Von Jasmin Pospiech 0
Uraufführung auf Utrechter Filmfestival

Letzter Film mit verstorbenem River Phoenix feiert Premiere!

19 Jahre nach seinem tragischen Drogentod will der Regisseur seines letzten, unvollendeten Films River Phoenix' Gedenken nochmal aufleben lassen. Seine Familie ist dagegen. Ist das so eine gute Idee?

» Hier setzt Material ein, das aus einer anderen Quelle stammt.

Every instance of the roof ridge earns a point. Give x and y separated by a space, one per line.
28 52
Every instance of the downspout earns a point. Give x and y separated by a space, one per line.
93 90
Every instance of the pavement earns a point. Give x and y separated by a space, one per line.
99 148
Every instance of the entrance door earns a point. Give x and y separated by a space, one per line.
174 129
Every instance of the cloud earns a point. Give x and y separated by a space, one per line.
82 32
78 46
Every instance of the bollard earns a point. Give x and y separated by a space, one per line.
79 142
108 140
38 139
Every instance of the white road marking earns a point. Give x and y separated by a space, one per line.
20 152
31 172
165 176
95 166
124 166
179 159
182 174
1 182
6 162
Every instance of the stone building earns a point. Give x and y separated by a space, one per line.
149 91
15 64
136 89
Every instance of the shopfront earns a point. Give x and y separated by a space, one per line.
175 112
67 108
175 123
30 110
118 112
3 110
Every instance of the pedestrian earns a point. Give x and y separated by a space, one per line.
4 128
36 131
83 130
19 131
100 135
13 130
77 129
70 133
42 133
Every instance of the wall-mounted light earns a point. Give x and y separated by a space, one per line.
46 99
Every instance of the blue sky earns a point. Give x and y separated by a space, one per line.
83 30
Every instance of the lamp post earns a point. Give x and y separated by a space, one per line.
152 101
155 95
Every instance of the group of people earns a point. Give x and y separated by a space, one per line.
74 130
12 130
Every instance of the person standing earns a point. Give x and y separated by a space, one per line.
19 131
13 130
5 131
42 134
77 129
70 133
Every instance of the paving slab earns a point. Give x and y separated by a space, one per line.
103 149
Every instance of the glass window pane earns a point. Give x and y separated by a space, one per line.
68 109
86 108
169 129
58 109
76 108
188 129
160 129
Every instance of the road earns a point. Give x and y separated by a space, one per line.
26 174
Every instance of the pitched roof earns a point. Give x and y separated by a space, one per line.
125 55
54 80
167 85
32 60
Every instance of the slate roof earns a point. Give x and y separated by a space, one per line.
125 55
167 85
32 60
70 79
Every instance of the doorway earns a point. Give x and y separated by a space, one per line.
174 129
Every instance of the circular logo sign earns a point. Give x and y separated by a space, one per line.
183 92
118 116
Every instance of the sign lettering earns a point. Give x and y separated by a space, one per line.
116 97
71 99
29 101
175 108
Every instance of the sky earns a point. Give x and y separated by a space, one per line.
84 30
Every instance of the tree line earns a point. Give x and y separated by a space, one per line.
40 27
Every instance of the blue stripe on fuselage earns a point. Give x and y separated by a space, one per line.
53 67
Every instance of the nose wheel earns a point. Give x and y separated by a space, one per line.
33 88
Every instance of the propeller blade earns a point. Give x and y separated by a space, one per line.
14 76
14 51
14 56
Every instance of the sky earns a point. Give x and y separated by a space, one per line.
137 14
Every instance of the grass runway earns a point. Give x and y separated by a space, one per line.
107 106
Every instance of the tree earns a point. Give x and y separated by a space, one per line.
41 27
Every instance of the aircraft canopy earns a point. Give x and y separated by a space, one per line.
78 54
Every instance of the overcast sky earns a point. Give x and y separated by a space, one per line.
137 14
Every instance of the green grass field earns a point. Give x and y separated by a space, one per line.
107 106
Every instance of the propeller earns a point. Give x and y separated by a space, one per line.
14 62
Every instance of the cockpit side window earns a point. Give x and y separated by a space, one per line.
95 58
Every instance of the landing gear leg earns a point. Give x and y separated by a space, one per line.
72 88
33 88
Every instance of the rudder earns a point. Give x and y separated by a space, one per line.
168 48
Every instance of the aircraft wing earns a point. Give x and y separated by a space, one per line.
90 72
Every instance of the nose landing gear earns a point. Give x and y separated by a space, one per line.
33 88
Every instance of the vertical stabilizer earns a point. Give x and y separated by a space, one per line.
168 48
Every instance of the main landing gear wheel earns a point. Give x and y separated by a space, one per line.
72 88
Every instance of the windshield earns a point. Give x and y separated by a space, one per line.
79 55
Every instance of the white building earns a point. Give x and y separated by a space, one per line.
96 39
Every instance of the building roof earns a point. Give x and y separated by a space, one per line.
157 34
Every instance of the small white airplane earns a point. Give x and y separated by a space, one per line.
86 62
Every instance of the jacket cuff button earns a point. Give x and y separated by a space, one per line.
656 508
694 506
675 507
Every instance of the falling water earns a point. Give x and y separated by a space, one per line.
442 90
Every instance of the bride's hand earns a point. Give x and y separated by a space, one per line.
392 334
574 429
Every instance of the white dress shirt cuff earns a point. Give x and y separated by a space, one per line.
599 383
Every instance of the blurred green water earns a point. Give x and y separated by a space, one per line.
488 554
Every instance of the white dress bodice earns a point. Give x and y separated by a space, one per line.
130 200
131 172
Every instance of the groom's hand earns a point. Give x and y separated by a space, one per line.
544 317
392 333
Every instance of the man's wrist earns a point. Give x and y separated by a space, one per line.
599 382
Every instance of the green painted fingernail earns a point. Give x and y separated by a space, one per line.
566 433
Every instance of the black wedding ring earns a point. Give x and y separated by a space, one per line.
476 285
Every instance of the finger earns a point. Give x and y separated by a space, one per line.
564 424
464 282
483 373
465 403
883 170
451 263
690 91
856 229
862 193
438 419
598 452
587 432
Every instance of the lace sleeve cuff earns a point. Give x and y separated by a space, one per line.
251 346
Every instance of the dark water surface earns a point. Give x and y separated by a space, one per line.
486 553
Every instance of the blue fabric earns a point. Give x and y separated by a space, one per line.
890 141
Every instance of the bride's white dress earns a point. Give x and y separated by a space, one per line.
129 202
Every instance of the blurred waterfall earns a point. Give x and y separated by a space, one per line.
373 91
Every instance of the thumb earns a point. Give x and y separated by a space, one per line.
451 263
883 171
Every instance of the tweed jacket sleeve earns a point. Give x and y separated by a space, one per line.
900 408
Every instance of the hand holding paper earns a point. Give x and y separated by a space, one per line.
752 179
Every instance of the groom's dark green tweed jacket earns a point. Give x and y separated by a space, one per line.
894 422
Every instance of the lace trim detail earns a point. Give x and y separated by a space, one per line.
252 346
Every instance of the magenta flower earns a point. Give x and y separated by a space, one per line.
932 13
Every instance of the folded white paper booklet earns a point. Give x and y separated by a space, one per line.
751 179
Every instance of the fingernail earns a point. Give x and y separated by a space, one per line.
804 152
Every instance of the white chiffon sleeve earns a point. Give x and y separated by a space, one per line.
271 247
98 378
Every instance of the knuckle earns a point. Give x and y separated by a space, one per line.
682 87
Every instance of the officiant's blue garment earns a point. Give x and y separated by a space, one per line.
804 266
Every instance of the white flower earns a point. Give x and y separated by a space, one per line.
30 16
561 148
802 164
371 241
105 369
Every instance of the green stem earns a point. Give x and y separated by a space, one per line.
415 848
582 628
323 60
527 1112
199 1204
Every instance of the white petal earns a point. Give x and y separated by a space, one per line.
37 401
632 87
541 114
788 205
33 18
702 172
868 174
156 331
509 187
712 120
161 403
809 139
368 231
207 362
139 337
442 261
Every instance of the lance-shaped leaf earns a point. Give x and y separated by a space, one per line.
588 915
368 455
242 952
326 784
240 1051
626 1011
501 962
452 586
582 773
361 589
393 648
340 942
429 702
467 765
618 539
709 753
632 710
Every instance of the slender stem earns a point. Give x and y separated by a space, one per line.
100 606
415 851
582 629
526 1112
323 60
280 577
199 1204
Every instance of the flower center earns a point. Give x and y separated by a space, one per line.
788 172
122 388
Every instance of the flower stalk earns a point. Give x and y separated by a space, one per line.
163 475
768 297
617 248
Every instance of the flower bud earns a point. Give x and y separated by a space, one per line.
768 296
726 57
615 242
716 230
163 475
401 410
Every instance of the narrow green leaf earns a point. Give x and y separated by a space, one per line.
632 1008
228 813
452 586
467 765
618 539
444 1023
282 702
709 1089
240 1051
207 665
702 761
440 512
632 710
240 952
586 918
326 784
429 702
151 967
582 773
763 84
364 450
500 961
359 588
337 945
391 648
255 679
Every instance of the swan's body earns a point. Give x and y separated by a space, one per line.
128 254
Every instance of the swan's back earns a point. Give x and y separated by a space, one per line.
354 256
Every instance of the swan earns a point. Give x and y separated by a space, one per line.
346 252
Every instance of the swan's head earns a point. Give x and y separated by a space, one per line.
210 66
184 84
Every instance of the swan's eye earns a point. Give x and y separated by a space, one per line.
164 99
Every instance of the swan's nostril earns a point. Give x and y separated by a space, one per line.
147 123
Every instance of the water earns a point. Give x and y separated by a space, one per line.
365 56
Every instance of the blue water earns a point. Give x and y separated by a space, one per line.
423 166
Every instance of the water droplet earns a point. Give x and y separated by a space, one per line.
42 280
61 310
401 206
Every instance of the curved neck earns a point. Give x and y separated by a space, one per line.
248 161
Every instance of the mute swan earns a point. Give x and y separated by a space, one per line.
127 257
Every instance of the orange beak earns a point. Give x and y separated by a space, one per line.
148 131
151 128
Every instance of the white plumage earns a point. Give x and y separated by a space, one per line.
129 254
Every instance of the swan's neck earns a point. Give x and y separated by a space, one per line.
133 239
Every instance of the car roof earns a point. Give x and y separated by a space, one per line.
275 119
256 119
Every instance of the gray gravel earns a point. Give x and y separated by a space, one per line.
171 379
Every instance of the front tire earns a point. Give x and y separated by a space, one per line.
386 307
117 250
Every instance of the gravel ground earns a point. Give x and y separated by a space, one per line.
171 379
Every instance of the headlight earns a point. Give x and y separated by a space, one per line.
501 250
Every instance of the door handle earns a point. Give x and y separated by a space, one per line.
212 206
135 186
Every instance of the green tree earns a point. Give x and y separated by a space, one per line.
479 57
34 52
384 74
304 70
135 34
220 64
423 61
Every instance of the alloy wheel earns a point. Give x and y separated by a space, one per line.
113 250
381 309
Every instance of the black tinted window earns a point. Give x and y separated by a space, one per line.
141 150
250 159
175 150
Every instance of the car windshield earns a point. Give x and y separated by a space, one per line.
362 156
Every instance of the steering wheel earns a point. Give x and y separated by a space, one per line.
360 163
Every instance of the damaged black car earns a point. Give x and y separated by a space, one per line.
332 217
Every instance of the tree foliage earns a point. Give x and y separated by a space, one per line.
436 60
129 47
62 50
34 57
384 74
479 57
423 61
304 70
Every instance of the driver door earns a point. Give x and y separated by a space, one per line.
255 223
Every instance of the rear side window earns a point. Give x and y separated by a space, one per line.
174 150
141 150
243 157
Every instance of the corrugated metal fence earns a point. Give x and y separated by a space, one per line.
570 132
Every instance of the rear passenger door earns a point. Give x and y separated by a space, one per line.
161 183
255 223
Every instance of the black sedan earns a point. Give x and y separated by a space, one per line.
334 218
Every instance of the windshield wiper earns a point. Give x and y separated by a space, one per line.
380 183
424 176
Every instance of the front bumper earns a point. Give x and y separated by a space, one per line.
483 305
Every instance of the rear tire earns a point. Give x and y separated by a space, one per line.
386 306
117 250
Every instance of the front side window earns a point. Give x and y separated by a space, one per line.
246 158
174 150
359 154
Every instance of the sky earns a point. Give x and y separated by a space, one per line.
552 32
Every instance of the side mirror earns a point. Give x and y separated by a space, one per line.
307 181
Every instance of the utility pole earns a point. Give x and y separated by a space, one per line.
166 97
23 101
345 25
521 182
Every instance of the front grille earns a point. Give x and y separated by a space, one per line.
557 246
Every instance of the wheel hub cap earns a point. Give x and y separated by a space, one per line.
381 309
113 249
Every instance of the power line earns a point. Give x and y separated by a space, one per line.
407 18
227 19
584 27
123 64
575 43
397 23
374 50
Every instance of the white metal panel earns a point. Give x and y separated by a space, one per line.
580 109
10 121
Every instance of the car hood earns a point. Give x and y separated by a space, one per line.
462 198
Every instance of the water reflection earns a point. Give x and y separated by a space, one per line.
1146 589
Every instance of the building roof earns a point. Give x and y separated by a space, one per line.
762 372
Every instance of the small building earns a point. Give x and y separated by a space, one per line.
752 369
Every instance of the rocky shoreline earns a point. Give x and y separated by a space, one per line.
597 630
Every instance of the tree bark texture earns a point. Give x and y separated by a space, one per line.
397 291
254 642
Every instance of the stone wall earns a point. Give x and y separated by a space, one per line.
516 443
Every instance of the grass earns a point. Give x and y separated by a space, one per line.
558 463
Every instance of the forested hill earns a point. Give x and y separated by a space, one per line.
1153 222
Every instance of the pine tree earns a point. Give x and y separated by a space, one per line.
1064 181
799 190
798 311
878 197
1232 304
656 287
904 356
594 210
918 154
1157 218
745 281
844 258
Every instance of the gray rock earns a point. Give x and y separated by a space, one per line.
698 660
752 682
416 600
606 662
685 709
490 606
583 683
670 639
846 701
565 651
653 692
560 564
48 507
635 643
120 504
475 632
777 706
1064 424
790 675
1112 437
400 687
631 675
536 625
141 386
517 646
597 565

Gutaussehend, unglaublich talentiert und ein durchdringender, aber auch leicht melancholischer Blick- River Phoenix (†23) war der gefragteste Nachwuchsschauspieler Hollywoods Anfang der 90-er Jahre. Zu Recht. Die Produzenten und Regisseure prügelten sich regelrecht um ihn, jeder wollte ihn in seinem Film. Denn der Junge hatte Klasse, es umgab ihn eine magische, geheimnisvolle Aura, die man nicht fassen kann. Auch er wurde schon als Teenie berühmt und zu einem Idol stilisiert, doch hatte seine Performanz immer etwas Tiefgründiges, etwas Echtes, nichts vom Kuschel-Image eines Robert Pattinson. Die Jungen wollten mit ihm befreundet und die Mädchen mit ihm zusammen sein, weil er einfach cool war, anders. Den Hype um sich konnte er nie wirklich verstehen, er war ihm gar unheimlich. Er wollte nicht berühmt sein, er wollte einfach nur schauspielern, er blieb bescheiden. Etwas, das nicht vielen Hollywoodstars zu eigen ist. Zudem setzte sich der bekennende Veganer sehr für Charity-Projekte, vor allem für Tierrechtsorganisationen wie PETA, ein und gab unzählige Auftritte. Er suchte sich seine Rollen nicht danach aus, ob sie Blockbuster werden würden, sondern ob sie eine Herausforderung darstellten. So wie seine Rolle als homosexueller Stricher in "My Private Idaho" von 1991 oder als talentierter Pianist, der auf der Flucht ist in "Die Flucht ins Ungewisse" (1987), die ihm sogar eine Oscarnominierung mit zarten 18 Jahren einbrachte. Seine Rollen hatten immer etwas Rebellisches, aber auch etwas Psychotisches, Kaputtes. Dies spiegelte wohl auch seinen privaten Charakter wider. Dem Druck in Hollywood konnte er nicht standhalten und flüchtete sich immer mehr in die Drogen-und Partyszene der Stadt. Bis er eines Abends vor dem berühmt-berüchtigten "Viper-Room" an einer Überdosis in den Armen seines Bruders und Schauspielers Joaquin Phoenix (37) verstarb.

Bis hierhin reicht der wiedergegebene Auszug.